I love God and I love our family. What I really want is for my kids to know God. Not just know of God, or understand theories about God, but to KNOW Him for themselves. When they pray I want them to expect answers.
When they have troubles I want God to be their first port of call.
When they celebrate - to acknowledge God's hand in it.
I want them to step out of themselves and experience God. So that they have no doubt to his reality, to his care, to his power, influence and infinite love.
This is what I want for my kids. I know if they have a relationship with God, then their lives will be alright. It doesn't mean that life will be easy for them, but they will grow, they will be ok.
So, over the summer I was thinking about this and I thought, what greater way for our kids to experience God than to go on an adventure with him. All of us together. Learning, strengthening and struggling along way. What better way for them to see God at work than to go on a family faith adventure?
I had no idea if this was possible, or how it would come about, but it was something that I thought about and prayed about.
It is also something that challenges me. Going on a faith adventure means stepping out of your comfort zone. It means you can't do it by yourself, you've got to trust God because you can't do anything else!
It's scary and it means I've got to do some scary things. I've got to put myself out there. I've got to overcome some fear, I've got to step into things I've not done before, or maybe even things I've failed at. When you exit the comfort zone, you can no longer trust in yourself but in God.
So, now it seems that this family faith adventure is launching - planting a church in Sittingbourne in 2018. This seems like an exciting prospect, but it's also pretty scary. (How do you even start a church?) This is going to challenge me and my family.

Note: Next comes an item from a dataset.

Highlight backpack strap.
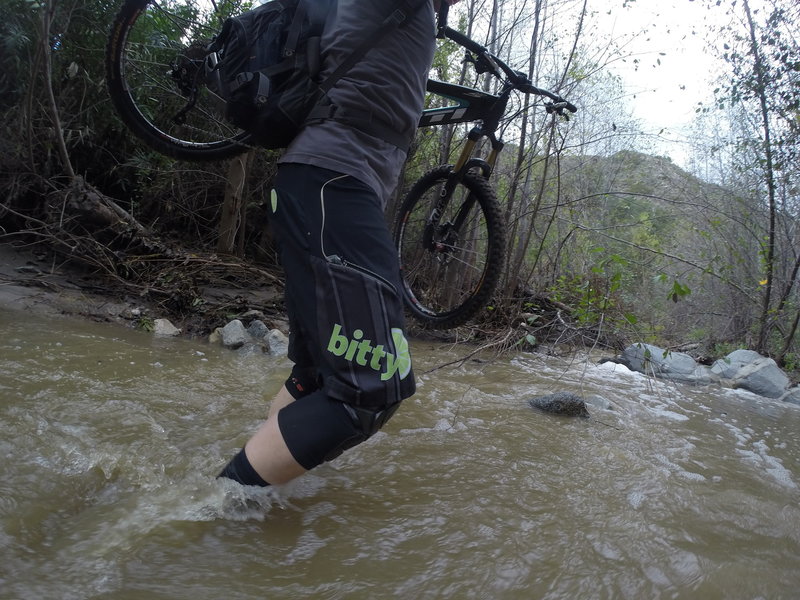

It's going to mean upheaval and strain and overcoming barriers. It's going to mean recognising I can't do it all but trusting God can. It's going to mean being an example to my kids in a scary way, to do what scares me. To take chances and opportunities that I wouldn't normally. It means I'm going to have to have security in God my father rather than myself.
Am I ready for this kind of challenge?
Are YOU ready to be challenged and exit the comfort zone?